Man kann es streicheln
Tödlichstes Tier Australiens sorgt für Verblüffung
In Australien gibt es eine hohe Anzahl an Tieren, die für den Menschen tödlich sein können. Giftspinnen, Haie, Quallen, Schlangen fordern jedes Jahr zahlreiche Opfer. Für die meisten Todesfälle ist jedoch ein anderer Vertreter der Fauna vertreten, den viele wohl auch streicheln würden ...
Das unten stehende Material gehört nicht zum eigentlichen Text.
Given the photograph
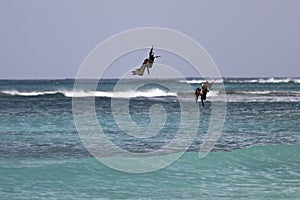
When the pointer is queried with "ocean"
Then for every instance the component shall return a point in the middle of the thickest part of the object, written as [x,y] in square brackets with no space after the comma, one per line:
[256,156]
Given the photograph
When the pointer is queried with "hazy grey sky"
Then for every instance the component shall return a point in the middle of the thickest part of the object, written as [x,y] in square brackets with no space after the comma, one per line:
[51,38]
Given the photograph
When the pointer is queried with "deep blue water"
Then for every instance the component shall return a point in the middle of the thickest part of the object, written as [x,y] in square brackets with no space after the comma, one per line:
[257,155]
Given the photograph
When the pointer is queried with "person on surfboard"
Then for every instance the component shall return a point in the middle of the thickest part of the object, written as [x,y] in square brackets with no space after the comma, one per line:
[205,87]
[148,62]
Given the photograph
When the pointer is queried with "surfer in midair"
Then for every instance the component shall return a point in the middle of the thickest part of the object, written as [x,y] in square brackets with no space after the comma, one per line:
[148,62]
[205,87]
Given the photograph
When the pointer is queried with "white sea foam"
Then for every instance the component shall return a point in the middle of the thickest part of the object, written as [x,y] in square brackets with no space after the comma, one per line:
[119,94]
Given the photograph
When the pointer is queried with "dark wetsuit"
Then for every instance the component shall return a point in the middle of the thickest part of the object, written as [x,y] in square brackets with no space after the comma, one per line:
[201,92]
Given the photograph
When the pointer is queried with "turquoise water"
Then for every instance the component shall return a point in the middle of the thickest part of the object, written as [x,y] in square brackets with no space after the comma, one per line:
[256,157]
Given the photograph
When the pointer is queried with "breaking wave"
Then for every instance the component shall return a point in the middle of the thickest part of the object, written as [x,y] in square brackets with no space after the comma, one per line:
[267,80]
[110,94]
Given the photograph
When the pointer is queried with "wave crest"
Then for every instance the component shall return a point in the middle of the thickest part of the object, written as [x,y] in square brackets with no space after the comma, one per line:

Eine Erhebung der nationalen Datenbank National Coronial Information System (NCIS) brachte eine Überraschung zutage: Das Pferd ist für den Menschen das tödlichste Tier Down Under. Und auch auf Platz 2 und 3 rangieren Vierbeiner, die wohl kaum jemand auf dem Zettel hatte.
Die Behörde verzeichnete zwischen 2001 und 2021 insgesamt 713 Todesfälle im Zusammenhang mit Tieren. Für fast ein Drittel davon (31,1 Prozent) waren Unfälle mit Pferden verantwortlich, darunter vor allem Stürze.
Tod beim Gassigehen
Auf dem zweiten Platz liegen Rinder. Im untersuchten Zeitraum kamen 92 Menschen ums Leben, die davon getreten, niedergetrampelt, umgestoßen oder zerquetscht wurden. Dahinter reihen sich Hunde ein, die 82 Australier das Leben kosteten. Vor allem Bisse, aber auch Stürze beim Gassigehen führten hier zum Tod.
Känguru auf Platz vier
Erst dann taucht eine typisch australische Tierart in der Statistik auf: das Känguru. Verantwortlich für die 53 registrierten Todesfälle waren zumeist Zusammenstöße mit den großen Beuteltieren auf den endlosen Outback-Straßen. Vermeintlich lebensgefährliche Schlangen (50), Bienen (45), Haie (39) und Krokodile (25) rangieren erst auf den Plätzen 5 bis 8.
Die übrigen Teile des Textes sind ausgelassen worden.